Aufzeichnungen eines Serienmörders – das ist nicht gerade ein Titel, von dem man sich in Pandemiezeiten Ermutigung erhofft. Und doch bietet dieser Thriller des koreanischen Autors Young-Ha Kim auf raffinierte Weise Seelentrost, enthalten doch die Notate des siebzigjährigen Byongsu Kim eine komplexe, teils auch paradoxe Reflexion über Zeit, Leben und Sterben.

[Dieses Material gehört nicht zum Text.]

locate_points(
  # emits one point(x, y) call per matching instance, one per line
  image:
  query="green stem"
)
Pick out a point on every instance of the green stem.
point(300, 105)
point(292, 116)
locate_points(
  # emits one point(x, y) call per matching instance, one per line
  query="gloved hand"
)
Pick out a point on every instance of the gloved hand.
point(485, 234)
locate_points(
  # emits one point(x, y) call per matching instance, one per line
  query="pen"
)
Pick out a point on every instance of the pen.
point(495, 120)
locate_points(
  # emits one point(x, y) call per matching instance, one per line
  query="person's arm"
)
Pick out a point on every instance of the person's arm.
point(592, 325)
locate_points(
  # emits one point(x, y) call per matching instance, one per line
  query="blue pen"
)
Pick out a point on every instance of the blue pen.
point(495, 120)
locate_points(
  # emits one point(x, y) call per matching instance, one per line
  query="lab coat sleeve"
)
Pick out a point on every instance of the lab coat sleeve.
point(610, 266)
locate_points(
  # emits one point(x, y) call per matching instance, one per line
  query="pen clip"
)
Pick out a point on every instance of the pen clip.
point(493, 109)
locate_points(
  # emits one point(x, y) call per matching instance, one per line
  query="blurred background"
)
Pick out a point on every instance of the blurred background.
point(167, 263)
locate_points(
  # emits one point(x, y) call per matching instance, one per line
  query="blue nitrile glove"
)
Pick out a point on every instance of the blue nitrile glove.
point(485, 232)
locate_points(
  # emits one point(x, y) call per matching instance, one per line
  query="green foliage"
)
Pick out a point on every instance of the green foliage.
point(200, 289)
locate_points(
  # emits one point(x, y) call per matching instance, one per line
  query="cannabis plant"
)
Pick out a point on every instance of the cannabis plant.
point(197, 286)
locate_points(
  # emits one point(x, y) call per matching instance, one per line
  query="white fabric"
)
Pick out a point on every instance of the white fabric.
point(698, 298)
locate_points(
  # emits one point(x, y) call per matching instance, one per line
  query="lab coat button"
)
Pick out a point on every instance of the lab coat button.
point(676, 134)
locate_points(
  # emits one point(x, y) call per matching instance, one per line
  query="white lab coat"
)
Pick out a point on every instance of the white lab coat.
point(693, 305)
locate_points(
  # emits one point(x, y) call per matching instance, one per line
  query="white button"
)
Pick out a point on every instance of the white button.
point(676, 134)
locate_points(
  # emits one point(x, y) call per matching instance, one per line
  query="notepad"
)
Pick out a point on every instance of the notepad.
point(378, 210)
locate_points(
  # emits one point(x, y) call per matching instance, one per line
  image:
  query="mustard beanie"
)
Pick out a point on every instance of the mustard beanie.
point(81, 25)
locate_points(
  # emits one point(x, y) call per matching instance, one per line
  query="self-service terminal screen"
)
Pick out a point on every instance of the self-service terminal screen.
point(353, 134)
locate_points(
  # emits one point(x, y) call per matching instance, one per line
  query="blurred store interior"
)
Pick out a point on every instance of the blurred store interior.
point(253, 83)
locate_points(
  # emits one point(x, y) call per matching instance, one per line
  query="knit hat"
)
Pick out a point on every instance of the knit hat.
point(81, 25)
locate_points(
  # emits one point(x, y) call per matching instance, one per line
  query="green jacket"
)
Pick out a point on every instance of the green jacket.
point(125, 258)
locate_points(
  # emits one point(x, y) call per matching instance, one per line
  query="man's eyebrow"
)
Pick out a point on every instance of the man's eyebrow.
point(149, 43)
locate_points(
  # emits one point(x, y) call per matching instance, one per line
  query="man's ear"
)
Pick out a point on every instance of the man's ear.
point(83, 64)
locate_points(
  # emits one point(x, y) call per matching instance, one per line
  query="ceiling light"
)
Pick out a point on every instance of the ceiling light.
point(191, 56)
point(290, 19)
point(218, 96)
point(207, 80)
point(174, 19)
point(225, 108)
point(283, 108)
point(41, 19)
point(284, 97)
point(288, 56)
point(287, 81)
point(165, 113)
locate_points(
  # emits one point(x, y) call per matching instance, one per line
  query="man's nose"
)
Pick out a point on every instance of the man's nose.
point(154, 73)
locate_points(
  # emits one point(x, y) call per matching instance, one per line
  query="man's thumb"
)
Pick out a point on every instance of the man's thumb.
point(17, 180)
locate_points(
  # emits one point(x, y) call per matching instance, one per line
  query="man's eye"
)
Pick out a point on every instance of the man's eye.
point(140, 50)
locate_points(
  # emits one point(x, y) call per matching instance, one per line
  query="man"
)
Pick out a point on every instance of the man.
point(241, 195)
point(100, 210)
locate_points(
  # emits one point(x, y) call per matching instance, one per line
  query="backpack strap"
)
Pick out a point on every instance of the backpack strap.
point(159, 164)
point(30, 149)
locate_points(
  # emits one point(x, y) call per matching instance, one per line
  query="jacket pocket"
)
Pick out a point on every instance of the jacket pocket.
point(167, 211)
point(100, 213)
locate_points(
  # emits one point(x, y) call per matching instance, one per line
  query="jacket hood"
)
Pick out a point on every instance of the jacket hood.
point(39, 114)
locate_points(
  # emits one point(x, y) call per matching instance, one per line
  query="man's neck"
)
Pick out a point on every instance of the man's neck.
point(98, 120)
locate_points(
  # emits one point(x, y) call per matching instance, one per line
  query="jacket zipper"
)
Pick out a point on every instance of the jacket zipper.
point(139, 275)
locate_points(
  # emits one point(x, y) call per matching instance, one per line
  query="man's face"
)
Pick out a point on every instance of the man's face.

Wer könnte darüber besser nachsinnen als ein Serienmörder im Ruhestand, dessen Verstand vom Verschwinden durch Alzheimer bedroht ist? Eingestreut in die straffe, aber zwangsläufig immer stärker zwischen Realitätsverlust und Einbildung schwankende Thrillerhandlung sind Erinnerungen an die Bedingungen des Mordens unter der japanischen Besatzung Südkoreas und der späteren Diktatur, aber auch philosophische Gedankenschnipsel. „Alzheimer ist ein schlechter Scherz, den sich das Leben mit einem alten Serienmörder erlaubt“ – derartige zwischen platter Komik und Aphorismus schillernde Perlen von dubiosem Echtheitsgrad machen auch eine wiederholte Lektüre zum Vergnügen.
Vor 25 Jahren hat Byongsu Kim die Eltern der kleinen Unhi ermordet, seitdem zieht er das verwaiste Mädchen als seine Tochter auf. Alles wäre in bester Ordnung, hätte es da nicht in der Umgebung diese drei Frauen gegeben, bei deren Ermordung jemand nach seinem früheren Modus Operandi vorgegangen ist. Ein Blick in den Wandkalender beruhigt: „Ich hatte wasserdichte Alibis. Dass ich es nicht gewesen sein konnte, war schön, weniger schön allerdings, dass einer nach Lust und Laune in meinem Revier wilderte.“ Bald hat er den Rivalen ausgemacht, doch ihn wiederzuerkennen und zu stellen fällt schwer bei schwindender Erinnerung. Ist der Mann, der seiner Tochter den Hof zu machen scheint, nicht dieser Jäger mit seinem Geländewagen, aus dessen Kofferraum er Blut tropfen sah? Byongsu hat nur noch ein Lebensziel: Er muss den Rivalen zur Strecke bringen, bevor seine Tochter ihm zum Opfer fällt.
Der Killer, dem die Realität, auf deren genaueste Kenntnis er angewiesen ist wie kein anderer, abhandenkommt, war 2011 auch das Thema in Der Killer stirbt von James Sallis. Im Unterschied zum Amerikaner, der den Fetisch des bedingungslos zu erfüllenden Auftrags dekonstruiert, spöttelt der Koreaner über die Kunst des Mordens („Ein Dichter ist wie ein geübter Mörder. Er packt die Sprache, um sie am Ende zu erlegen“). Der Surrealist André Breton hätte Young-Ha Kims kleines Meisterwerk fraglos in seine berühmte Anthologie des schwarzen Humors aufgenommen.
Young-Ha Kim: Aufzeichnungen eines Serienmörders
Aus dem Koreanischen von Inwon Park.
cass, 152 Seiten, 20 Euro
Der Beitrag ist ursprünglich in meiner Krimikolumne am 7. April in der ZEIT erschienen, voraussichtlich der letzten auf Monate – wegen Corona.